Wisconsin Potatoes: The WWF/WPVGA/UW Collaboration to Implement IPM through Public-Private Partnerships
The partners are working to enhance ecosystem health and grower profitability through pesticide risk use reductions and increased adoption of IPM and other wildlife conservation practices. The original effort began in 1995 with the collection of baseline data and the development of an environmental risk indicator index. The index was developed to help track the reduction of toxic substances entering the environment. The partners are now adapting their risk index into an environmental performance-based label standard (eco-label) to take advantage of third-party independent labels and retailers such as The Food Alliance and Whole Foods Markets. They were recently awarded a WWF panda label for their potatoes. The standard evolves annually as new technological advances or research information becomes available. In 2000-2001, AFT began to help project growers develop economic budgets for their pest management practices. The addition of an economic component to the existing risk index marks the first time that economics has been taken into account in an environmental risk indicator model.

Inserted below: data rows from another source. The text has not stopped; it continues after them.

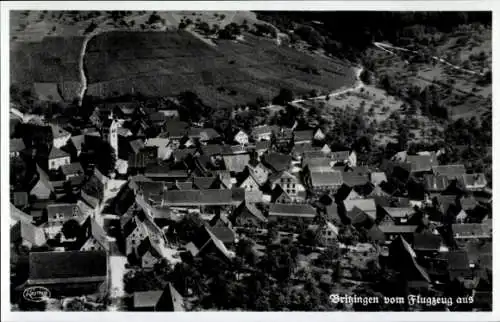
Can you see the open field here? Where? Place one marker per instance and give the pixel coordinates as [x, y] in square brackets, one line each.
[232, 73]
[463, 95]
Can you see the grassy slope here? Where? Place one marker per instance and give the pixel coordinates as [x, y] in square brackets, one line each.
[259, 68]
[232, 73]
[461, 104]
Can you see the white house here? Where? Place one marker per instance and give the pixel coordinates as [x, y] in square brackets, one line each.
[241, 138]
[61, 136]
[58, 158]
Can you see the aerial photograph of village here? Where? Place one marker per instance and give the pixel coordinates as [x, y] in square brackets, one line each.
[250, 160]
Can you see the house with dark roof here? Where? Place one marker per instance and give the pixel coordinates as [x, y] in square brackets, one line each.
[451, 171]
[168, 300]
[16, 146]
[392, 232]
[60, 136]
[247, 215]
[263, 132]
[290, 183]
[57, 158]
[205, 242]
[427, 244]
[291, 213]
[43, 188]
[72, 170]
[276, 162]
[305, 136]
[68, 273]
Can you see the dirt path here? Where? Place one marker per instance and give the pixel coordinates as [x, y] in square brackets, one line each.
[387, 48]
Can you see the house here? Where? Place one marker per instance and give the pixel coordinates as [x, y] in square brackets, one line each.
[20, 199]
[262, 147]
[340, 156]
[72, 170]
[436, 183]
[237, 162]
[318, 135]
[278, 195]
[247, 215]
[205, 242]
[325, 181]
[43, 188]
[352, 179]
[427, 244]
[366, 205]
[77, 142]
[291, 184]
[451, 171]
[458, 265]
[394, 215]
[327, 234]
[68, 273]
[376, 178]
[300, 137]
[276, 162]
[58, 158]
[60, 136]
[259, 172]
[147, 255]
[241, 138]
[422, 163]
[98, 239]
[16, 146]
[474, 181]
[464, 232]
[248, 182]
[291, 213]
[403, 259]
[168, 300]
[134, 234]
[392, 232]
[263, 132]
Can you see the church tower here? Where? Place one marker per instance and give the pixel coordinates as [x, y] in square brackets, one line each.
[113, 134]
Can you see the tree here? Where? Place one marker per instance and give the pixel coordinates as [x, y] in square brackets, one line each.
[71, 229]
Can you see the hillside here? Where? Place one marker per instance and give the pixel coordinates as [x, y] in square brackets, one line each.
[147, 53]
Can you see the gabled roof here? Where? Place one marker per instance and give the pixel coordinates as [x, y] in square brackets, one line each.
[64, 209]
[16, 145]
[277, 161]
[472, 230]
[53, 267]
[352, 179]
[198, 197]
[426, 242]
[421, 163]
[58, 132]
[236, 163]
[378, 177]
[292, 210]
[340, 156]
[146, 299]
[56, 153]
[363, 204]
[72, 168]
[458, 260]
[436, 182]
[327, 178]
[264, 129]
[450, 171]
[306, 135]
[252, 210]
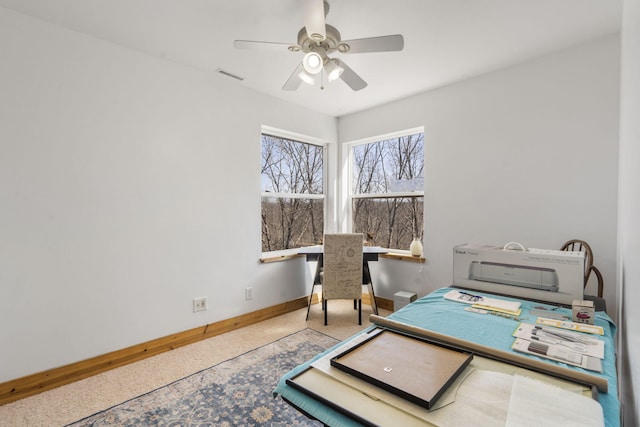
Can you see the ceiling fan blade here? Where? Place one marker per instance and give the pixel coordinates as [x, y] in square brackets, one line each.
[294, 81]
[314, 20]
[374, 44]
[251, 44]
[350, 77]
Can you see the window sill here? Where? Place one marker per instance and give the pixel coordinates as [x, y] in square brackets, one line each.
[278, 256]
[286, 255]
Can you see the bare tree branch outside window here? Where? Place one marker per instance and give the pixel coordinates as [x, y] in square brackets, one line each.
[292, 187]
[388, 190]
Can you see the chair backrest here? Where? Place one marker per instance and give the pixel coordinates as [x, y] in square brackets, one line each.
[582, 246]
[342, 266]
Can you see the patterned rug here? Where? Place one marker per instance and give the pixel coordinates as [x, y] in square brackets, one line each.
[237, 392]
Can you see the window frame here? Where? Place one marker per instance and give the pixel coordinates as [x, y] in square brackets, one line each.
[304, 139]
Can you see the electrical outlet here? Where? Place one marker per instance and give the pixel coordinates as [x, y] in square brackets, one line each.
[199, 304]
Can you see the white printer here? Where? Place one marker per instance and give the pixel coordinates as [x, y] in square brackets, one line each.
[539, 274]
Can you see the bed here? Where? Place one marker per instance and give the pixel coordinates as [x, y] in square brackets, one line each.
[442, 316]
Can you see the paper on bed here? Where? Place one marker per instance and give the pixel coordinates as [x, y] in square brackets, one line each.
[594, 348]
[508, 306]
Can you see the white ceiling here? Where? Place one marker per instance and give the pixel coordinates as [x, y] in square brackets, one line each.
[445, 40]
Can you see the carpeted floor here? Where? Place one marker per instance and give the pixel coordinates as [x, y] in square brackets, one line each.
[76, 401]
[234, 392]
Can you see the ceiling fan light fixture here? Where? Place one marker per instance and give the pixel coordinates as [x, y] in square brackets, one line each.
[333, 69]
[306, 77]
[312, 63]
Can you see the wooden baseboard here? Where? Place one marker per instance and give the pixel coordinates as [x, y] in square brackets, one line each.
[29, 385]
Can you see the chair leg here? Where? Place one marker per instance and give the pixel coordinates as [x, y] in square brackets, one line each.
[325, 311]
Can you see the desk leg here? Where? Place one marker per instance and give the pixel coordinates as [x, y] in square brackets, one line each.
[316, 281]
[367, 281]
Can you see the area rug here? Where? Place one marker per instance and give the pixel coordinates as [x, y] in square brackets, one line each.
[237, 392]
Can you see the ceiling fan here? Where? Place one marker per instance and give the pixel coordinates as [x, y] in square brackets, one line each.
[317, 40]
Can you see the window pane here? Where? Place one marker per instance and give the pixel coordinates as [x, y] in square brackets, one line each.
[291, 223]
[290, 166]
[390, 222]
[389, 166]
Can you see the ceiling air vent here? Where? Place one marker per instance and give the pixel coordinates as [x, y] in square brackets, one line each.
[228, 74]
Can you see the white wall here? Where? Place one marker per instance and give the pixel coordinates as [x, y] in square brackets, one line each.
[128, 185]
[525, 154]
[629, 230]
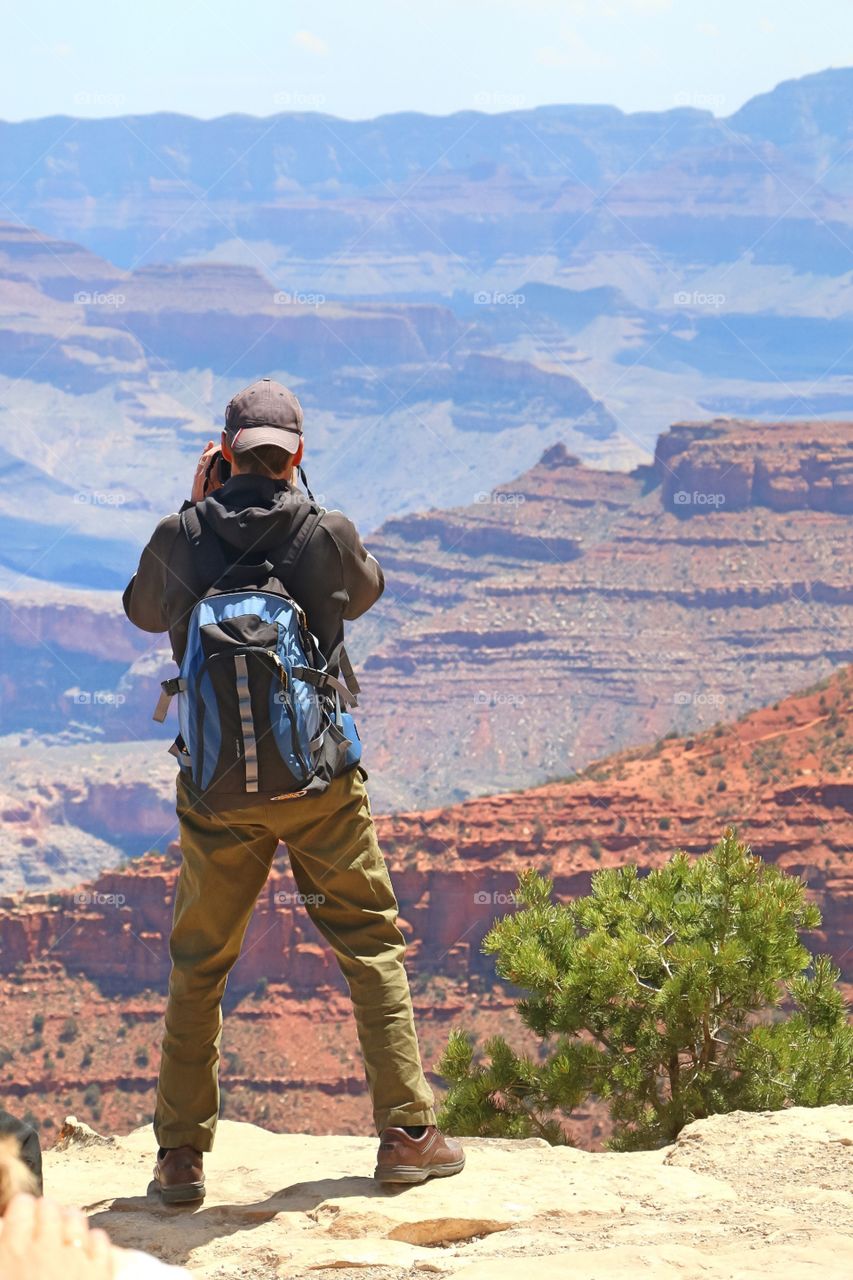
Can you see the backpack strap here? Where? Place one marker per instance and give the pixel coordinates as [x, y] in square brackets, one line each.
[210, 557]
[300, 542]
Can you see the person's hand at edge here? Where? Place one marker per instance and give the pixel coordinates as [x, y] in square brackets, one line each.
[41, 1240]
[201, 483]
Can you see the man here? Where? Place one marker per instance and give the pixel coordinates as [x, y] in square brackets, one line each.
[28, 1147]
[329, 833]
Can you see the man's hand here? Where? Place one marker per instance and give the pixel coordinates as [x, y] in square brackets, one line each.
[201, 485]
[40, 1240]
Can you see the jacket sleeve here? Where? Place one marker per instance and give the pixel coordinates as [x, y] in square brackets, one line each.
[144, 597]
[363, 577]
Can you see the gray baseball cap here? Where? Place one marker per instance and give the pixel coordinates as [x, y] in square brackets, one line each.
[264, 414]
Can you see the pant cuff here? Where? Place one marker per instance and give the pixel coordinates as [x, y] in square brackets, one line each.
[199, 1138]
[404, 1116]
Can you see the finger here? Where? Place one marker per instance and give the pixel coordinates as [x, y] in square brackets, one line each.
[99, 1248]
[49, 1221]
[19, 1224]
[74, 1225]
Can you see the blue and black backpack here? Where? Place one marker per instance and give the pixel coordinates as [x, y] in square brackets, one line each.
[261, 716]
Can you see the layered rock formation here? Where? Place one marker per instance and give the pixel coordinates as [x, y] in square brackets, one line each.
[574, 612]
[734, 1196]
[548, 622]
[94, 961]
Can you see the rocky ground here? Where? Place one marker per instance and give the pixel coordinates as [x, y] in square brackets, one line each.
[737, 1197]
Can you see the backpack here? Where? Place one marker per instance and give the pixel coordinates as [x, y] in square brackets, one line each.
[261, 717]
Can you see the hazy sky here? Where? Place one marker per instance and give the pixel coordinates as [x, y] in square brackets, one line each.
[361, 59]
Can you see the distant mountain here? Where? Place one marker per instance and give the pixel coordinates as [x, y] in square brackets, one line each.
[555, 620]
[450, 295]
[781, 773]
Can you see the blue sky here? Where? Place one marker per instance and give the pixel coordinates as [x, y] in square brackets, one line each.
[363, 59]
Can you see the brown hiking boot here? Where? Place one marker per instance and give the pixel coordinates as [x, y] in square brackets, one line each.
[179, 1175]
[404, 1159]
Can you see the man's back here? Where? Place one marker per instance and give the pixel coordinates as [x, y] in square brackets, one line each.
[334, 579]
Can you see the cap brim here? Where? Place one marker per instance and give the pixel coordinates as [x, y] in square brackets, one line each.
[250, 438]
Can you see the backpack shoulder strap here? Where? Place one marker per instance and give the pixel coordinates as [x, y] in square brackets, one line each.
[297, 544]
[210, 557]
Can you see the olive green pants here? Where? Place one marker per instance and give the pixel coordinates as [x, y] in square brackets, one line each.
[342, 878]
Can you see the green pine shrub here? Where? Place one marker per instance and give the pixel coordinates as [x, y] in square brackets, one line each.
[671, 996]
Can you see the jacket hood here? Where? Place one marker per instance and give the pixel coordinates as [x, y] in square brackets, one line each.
[255, 512]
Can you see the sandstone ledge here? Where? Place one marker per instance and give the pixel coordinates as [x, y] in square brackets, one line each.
[739, 1196]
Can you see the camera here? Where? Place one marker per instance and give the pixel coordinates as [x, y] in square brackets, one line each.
[218, 471]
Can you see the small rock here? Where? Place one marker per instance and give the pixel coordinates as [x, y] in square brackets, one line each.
[76, 1133]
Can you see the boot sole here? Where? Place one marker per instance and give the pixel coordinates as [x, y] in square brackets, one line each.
[415, 1174]
[185, 1193]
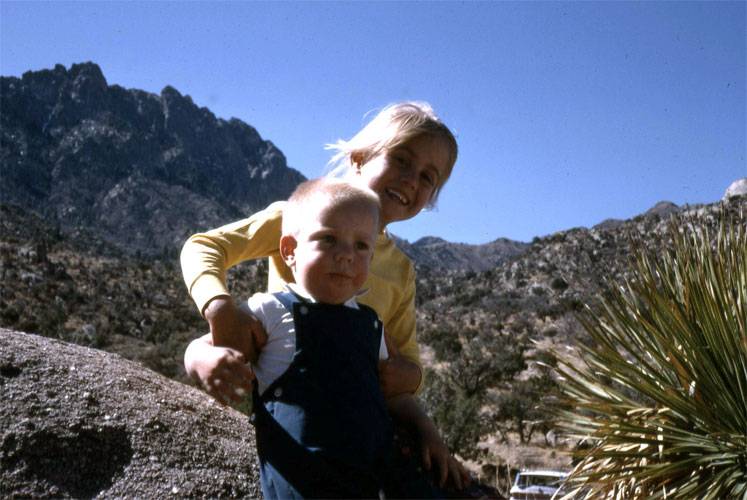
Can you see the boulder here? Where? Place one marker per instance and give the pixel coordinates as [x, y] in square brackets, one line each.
[82, 423]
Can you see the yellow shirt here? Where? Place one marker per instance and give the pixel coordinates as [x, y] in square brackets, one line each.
[391, 277]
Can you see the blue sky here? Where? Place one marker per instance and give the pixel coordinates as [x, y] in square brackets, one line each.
[566, 113]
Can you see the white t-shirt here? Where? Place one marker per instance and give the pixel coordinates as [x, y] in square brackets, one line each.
[276, 355]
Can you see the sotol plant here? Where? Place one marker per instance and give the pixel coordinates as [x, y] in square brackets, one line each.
[660, 395]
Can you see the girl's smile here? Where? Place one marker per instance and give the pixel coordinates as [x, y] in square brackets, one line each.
[406, 176]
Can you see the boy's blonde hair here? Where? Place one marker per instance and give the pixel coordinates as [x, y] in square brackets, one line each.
[334, 193]
[394, 126]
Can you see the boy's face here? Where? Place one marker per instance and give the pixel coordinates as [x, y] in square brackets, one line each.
[331, 253]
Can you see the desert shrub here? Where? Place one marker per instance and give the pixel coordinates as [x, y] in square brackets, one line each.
[660, 394]
[457, 398]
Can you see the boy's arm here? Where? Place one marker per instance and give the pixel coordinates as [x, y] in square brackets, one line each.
[220, 370]
[398, 374]
[406, 412]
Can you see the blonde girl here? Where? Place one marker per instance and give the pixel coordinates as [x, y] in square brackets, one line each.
[405, 155]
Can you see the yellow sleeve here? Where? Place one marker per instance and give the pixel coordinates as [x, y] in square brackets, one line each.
[391, 284]
[206, 256]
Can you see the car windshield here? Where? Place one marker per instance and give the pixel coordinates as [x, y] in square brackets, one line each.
[528, 480]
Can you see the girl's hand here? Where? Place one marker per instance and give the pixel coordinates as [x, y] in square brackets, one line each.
[434, 450]
[222, 371]
[233, 327]
[397, 374]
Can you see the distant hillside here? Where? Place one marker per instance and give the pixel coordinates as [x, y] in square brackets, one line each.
[437, 253]
[143, 171]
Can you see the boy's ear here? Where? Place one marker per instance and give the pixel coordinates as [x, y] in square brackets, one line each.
[288, 246]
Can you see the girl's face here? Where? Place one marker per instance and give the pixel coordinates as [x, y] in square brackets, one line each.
[405, 177]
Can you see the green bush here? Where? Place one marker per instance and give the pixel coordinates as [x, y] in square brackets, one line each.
[660, 396]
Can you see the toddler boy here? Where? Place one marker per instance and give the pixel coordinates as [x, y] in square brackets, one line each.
[323, 429]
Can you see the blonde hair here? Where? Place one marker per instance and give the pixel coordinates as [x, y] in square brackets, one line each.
[334, 192]
[394, 126]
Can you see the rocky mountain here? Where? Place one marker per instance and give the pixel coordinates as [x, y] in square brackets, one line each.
[439, 253]
[144, 171]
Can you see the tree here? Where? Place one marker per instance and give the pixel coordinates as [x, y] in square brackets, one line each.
[456, 397]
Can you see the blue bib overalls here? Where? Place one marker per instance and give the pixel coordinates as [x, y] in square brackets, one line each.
[323, 430]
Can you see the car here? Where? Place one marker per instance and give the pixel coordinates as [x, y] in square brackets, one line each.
[538, 485]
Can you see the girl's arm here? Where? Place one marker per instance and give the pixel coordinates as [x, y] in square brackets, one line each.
[205, 258]
[220, 370]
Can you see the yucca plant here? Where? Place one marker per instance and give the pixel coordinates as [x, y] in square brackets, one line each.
[660, 394]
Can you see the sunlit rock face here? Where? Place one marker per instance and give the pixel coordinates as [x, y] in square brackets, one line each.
[738, 187]
[81, 423]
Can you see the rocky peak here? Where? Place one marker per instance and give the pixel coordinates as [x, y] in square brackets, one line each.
[738, 187]
[93, 155]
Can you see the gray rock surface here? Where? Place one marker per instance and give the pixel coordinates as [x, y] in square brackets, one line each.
[97, 156]
[81, 423]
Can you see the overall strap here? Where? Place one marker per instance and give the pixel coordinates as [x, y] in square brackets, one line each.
[287, 299]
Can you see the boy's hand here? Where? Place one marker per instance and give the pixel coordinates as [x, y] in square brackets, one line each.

Participating growers have reduced pesticide toxicity of 11 targeted compounds by 37 percent from the 1995 base line. Currently, 18 growers representing more than 10,000 acres of potatoes are enrolled for the 2001 growing season. Each grower receives a customized BioIPM management plan, opportunities to share information with other IPM innovators, individual consultations with the UW-IPM team, economic analysis of their IPM practices and input in the on-going discussions of the planned eco-label. The economic analysis provides each grower with a customized spreadsheet that automatically calculates the cost of each pesticide application and the number of toxicity units applied. Cumulative, additive spreadsheets are maintained for each farm and for the entire project, showing the progress farms are making in controlling costs and reducing toxicity units.